00:24:20.540 And one reason for that, I believe, is that the British public think by having voted Brexit and now having left the European Union, that they have effectively they've got something.
00:24:34.420 They got a bit of what they wanted.
00:24:36.520 They sent out the message on immigration.
00:24:39.960 And so they feel a bit more relaxed about it.
00:24:43.400 And I think all political leaders should learn something from that, by the way.
00:24:47.660 You know, you I'm not saying that people should do tokenistic things very far from it, but they should learn from the fact that it's when the public feel that they are not being listened to in their concerns that the politics has a possibility of going rancid.
00:25:04.140 Right. And you could probably say the same thing about Americans with Trump, that a way to understand that is just so many people were frustrated with the political consensus and political elites that Donald Trump was like a big middle finger to the elites.
00:25:18.380 And then, you know, they felt better about it and they could relax.
00:25:21.520 Absolutely. Relax a few years and enjoy the show.
00:25:23.880 Yeah. Well, we haven't had any kind of a moment like that in Canada just yet, I would argue.
00:25:29.760 But I think it's building up.
00:25:31.220 Part of the problem with illegal immigration is that, I mean, Canada is such a pro-immigration country.
00:25:36.680 It's such a welcoming place.

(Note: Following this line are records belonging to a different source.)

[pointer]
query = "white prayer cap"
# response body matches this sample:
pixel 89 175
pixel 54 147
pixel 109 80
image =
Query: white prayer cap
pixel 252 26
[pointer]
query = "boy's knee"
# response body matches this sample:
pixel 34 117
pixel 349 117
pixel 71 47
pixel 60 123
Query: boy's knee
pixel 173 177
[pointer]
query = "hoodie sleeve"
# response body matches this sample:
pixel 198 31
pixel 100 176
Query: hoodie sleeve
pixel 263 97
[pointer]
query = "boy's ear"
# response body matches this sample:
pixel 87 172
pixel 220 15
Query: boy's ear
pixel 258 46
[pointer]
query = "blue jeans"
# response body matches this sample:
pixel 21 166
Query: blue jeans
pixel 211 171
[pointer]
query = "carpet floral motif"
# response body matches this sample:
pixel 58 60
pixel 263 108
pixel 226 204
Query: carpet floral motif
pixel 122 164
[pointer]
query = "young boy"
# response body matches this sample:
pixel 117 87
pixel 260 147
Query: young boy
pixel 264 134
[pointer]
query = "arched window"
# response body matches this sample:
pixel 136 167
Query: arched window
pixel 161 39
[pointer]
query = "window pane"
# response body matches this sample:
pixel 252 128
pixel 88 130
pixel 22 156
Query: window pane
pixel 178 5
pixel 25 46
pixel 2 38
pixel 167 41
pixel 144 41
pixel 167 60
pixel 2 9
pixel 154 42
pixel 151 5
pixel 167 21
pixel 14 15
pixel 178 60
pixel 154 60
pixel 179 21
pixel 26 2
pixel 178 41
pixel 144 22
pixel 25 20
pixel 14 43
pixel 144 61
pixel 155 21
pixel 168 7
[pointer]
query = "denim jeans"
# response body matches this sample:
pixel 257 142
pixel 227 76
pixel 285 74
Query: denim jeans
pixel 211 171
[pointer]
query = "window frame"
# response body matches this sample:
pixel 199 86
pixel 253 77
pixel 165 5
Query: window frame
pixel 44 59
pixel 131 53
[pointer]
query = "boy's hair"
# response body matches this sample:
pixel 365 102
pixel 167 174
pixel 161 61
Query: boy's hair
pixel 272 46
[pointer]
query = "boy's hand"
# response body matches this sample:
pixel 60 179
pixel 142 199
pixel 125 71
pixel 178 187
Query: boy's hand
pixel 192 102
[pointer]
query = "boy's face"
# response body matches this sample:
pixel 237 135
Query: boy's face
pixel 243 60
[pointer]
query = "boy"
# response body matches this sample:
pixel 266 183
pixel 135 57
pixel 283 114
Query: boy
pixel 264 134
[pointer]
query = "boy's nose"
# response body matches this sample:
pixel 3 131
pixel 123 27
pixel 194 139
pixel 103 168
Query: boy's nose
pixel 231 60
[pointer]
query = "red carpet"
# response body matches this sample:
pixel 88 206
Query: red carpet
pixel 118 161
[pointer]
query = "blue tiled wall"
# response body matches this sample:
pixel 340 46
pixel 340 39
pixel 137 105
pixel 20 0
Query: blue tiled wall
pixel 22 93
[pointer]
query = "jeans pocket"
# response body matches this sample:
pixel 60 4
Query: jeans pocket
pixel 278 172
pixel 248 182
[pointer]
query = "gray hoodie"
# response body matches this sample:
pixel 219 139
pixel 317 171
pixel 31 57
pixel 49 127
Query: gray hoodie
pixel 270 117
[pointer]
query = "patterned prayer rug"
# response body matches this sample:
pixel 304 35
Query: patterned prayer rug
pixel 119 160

00:25:38.460 But the more you have cases and stories and everything of the sort of undermining of Canada's orderly immigration, it really wears on public trust in the system.
00:25:48.720 And eventually there could be some kind of a tipping point.
00:25:51.640 Yeah, I'm not a great fan of the tipping point idea myself because there are so many, you know, you can fool yourself into thinking, aha, this will be the great tipping point.
00:26:02.920 And it passes like everything else and nothing meaningful happens.
00:26:08.080 I lost count of – one of the reasons I'm skeptical about it is because I lost count of tipping points and of writing and thinking, you know, is this a tipping point?
00:26:19.840 And it just wasn't, you know, like if you'd have said to me, how about if the son of a couple of people who'd fled from Libya to the UK because they'd fallen out with Gaddafi because they were members of an Islamist group too extreme for Gaddafi, basically the al-Qaeda affiliate in Libya.
00:26:39.420 Yeah, imagine what would happen if their kid, I mean them being given asylum in the UK, went to a pop concert and blew up more than 20 young women.
00:26:49.420 Like would that be a tipping point?
00:26:50.940 You'd say, oh, yeah, I'd have thought that would be a tipping point.
00:26:54.080 You're not allowed to do suicide bombings in the UK.
00:26:56.500 It turned out it wasn't much of a tipping point at all.
00:27:00.180 You suck it up.
00:27:00.960 You absorb it.
00:27:02.020 Everyone forgets about it in some way.
00:27:04.860 And actually, of course, in another way, they don't.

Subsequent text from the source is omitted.